Member of the Provincial Assembly of the Punjab
- Incumbent
- Assumed office 23 February 2024
- Constituency: PP-114 Faisalabad-XVIII
- In office 15 August 2018 – 14 January 2023

Personal details
- Born: July 23, 1960 (age 65) Faisalabad, Punjab, Pakistan
- Party: PTI (2013-present)

= Chaudhry Latif Nazar Gujjar =

Pakistani politician

Chaudhry Latif Nazar Gujjar (born 23 July 1960) is a Pakistani politician who had been a member of the Provincial Assembly of the Punjab from August 2018 till January 2023 and Provincial minister of Punjab from August 2022 till January 2023. He has also served as Chairman Faisalabad Development Authority (FDA) from 2 September 2020 to 20 July 2022.

==Political career==
He ran for the seat in the Provincial Assembly of the Punjab as a candidate of the Pakistan Tehreek-e-Insaf (PTI) from PP-68 (Faisalabad-XVIII) in the 2013 Punjab provincial election. He was defeated by Sheikh Ijaz Ahmad of PMLN by a heavy margin of 18,534 votes.

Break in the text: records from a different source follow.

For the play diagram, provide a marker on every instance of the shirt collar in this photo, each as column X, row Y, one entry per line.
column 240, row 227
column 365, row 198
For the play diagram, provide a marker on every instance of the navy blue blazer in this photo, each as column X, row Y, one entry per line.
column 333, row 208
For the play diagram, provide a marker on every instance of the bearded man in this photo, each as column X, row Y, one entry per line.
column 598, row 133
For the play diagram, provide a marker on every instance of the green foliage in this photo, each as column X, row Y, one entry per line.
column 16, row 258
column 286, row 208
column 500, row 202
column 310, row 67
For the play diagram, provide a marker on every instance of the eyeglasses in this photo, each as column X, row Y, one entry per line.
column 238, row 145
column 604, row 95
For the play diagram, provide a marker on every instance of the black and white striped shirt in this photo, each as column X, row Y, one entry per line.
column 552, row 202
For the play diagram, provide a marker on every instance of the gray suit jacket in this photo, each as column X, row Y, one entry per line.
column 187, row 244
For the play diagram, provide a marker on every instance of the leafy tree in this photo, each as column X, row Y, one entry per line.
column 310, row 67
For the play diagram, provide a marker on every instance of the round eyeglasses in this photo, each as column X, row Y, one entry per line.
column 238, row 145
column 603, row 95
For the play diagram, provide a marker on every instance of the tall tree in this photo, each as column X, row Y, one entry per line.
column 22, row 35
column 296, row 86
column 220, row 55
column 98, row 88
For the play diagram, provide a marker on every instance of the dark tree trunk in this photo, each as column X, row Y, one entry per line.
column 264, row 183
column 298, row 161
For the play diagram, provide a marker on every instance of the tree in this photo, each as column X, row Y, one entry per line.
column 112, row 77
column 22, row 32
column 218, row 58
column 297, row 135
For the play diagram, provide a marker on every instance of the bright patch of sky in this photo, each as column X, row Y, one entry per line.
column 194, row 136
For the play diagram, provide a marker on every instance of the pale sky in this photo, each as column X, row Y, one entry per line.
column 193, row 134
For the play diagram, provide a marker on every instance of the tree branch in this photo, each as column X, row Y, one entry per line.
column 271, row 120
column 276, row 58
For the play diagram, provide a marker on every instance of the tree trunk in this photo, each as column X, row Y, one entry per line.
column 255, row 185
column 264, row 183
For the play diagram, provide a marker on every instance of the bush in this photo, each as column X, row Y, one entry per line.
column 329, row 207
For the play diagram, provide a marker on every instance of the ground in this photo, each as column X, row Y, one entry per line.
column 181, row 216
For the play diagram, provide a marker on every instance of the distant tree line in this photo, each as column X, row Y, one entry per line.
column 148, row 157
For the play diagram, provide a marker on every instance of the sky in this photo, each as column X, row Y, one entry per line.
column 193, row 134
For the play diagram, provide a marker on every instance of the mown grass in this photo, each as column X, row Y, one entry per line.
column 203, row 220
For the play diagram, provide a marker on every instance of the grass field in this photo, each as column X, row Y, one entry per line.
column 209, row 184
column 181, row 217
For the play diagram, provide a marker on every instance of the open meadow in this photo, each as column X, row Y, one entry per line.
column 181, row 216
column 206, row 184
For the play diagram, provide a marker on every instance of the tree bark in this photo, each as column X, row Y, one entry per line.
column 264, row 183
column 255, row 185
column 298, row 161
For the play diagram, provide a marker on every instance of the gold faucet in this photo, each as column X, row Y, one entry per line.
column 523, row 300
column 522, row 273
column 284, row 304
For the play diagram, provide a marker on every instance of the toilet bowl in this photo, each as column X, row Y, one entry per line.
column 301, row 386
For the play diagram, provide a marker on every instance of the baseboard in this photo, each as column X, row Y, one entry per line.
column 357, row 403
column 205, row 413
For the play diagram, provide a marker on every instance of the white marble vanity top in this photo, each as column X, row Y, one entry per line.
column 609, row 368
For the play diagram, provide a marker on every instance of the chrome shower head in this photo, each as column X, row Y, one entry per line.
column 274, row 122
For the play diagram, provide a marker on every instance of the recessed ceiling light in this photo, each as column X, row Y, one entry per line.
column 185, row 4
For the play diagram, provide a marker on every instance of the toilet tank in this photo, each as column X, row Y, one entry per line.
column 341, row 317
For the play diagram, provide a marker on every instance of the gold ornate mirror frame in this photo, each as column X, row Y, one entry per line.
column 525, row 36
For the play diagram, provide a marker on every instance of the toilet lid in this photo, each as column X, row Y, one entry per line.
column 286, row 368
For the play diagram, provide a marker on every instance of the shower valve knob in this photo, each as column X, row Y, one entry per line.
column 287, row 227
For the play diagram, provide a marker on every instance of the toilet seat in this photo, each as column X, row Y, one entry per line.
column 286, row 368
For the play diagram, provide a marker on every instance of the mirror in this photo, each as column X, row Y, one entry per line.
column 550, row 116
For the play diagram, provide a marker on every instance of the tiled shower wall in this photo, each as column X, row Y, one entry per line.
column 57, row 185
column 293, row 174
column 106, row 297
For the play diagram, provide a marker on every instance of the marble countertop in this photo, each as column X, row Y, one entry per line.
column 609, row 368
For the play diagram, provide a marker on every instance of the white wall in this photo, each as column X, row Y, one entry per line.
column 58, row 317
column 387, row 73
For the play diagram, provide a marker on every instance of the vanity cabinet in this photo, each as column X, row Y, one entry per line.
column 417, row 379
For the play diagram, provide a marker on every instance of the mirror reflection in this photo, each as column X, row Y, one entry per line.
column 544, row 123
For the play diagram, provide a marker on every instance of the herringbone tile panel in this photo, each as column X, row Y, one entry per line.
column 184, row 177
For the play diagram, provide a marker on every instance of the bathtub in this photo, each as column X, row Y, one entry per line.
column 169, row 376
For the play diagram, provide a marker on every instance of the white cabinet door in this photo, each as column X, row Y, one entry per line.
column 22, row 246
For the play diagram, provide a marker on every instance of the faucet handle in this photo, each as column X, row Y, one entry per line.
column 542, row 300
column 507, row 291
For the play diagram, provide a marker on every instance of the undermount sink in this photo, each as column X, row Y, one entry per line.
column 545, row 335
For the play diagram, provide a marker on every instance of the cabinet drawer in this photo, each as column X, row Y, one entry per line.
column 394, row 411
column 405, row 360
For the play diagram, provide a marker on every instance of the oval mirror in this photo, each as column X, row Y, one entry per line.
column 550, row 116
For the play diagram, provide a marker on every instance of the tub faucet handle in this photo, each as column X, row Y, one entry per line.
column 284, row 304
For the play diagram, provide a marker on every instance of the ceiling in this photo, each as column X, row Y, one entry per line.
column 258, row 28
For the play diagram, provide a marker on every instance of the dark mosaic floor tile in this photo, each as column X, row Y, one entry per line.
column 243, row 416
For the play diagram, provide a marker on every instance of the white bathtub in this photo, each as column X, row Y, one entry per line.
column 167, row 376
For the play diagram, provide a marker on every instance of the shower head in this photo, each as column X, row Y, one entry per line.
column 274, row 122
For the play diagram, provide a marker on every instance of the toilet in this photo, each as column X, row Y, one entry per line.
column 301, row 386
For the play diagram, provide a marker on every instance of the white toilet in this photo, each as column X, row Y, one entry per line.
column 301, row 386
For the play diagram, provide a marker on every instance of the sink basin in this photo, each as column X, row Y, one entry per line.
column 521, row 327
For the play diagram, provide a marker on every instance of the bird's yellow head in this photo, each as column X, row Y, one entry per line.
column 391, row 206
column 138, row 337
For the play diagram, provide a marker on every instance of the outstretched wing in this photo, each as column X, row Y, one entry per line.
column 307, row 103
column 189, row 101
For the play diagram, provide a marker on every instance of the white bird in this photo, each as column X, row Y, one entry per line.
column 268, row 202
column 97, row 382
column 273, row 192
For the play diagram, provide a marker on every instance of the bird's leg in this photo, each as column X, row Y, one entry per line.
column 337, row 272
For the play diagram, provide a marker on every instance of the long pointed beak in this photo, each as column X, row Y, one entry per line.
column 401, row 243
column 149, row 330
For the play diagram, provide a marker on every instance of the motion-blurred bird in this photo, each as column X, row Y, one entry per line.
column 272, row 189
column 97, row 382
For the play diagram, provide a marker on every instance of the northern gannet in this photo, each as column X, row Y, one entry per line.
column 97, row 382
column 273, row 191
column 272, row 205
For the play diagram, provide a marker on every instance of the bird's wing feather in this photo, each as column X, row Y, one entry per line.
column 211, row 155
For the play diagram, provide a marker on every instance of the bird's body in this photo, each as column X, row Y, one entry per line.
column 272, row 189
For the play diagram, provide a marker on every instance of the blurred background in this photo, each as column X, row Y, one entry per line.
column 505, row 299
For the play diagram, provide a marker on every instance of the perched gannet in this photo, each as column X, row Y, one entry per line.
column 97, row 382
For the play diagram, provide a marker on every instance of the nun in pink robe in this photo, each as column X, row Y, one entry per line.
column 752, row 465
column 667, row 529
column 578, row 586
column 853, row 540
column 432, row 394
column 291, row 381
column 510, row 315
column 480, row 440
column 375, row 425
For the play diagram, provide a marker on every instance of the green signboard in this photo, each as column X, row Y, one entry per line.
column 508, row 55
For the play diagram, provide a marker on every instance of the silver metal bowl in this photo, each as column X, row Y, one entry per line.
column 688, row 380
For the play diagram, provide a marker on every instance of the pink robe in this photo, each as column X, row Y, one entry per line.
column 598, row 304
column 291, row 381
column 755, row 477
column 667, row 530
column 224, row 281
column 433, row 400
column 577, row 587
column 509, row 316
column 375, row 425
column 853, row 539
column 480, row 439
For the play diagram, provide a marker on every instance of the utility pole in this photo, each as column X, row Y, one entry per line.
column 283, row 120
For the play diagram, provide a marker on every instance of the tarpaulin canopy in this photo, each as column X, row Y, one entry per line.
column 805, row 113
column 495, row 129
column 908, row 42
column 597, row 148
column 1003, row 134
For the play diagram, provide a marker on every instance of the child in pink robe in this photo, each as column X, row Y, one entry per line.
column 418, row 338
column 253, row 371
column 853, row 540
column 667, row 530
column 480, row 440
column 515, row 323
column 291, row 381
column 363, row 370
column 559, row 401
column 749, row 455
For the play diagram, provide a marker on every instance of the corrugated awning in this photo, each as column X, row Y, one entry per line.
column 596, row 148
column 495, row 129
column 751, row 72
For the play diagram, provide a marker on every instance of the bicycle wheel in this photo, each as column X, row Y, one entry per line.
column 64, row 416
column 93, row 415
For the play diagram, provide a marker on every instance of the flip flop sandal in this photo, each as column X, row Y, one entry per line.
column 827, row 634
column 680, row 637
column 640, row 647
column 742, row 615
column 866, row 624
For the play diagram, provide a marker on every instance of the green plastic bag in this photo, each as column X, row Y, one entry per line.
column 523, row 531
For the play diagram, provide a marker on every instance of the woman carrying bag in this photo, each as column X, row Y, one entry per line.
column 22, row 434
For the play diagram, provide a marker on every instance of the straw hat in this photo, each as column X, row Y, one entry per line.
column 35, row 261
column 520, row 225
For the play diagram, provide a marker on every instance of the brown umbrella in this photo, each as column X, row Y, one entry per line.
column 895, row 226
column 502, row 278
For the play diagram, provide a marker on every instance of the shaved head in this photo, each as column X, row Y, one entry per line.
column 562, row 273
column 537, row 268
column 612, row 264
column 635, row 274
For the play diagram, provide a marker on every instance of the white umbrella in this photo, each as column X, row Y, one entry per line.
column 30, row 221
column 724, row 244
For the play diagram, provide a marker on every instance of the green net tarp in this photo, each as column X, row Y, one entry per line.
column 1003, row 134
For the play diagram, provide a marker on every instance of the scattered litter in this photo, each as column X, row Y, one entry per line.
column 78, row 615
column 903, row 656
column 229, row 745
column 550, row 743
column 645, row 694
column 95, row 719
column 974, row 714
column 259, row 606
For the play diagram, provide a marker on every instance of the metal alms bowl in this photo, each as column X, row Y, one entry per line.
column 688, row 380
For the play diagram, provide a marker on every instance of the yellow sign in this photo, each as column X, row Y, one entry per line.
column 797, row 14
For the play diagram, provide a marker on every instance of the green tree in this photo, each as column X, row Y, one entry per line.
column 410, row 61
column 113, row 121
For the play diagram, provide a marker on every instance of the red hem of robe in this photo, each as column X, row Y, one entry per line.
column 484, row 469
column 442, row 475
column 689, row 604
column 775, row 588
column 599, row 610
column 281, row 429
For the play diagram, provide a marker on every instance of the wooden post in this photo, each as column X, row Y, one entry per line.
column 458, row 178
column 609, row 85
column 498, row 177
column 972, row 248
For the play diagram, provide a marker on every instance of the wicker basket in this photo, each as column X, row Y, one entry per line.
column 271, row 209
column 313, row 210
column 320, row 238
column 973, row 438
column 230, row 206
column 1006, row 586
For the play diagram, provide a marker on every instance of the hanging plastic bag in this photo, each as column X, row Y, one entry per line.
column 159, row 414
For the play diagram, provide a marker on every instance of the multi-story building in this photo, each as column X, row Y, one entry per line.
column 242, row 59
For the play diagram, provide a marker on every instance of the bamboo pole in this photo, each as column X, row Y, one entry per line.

He was elected to the Provincial Assembly of the Punjab as a candidate of the Pakistan Tehreek-e-Insaf (PTI) from PP-114 (Faisalabad-XVIII) in the 2018 Punjab provincial election.

He was inducted in to the cabinet of Chief Minister Chaudhry Pervaiz Elahi on 7 August 2022. He took oath as minister of Mines and Minerals.

He ran for a seat in the Provincial Assembly from PP-113 Faisalabad-XVII as a candidate of the PTI in the 2024 Punjab provincial election.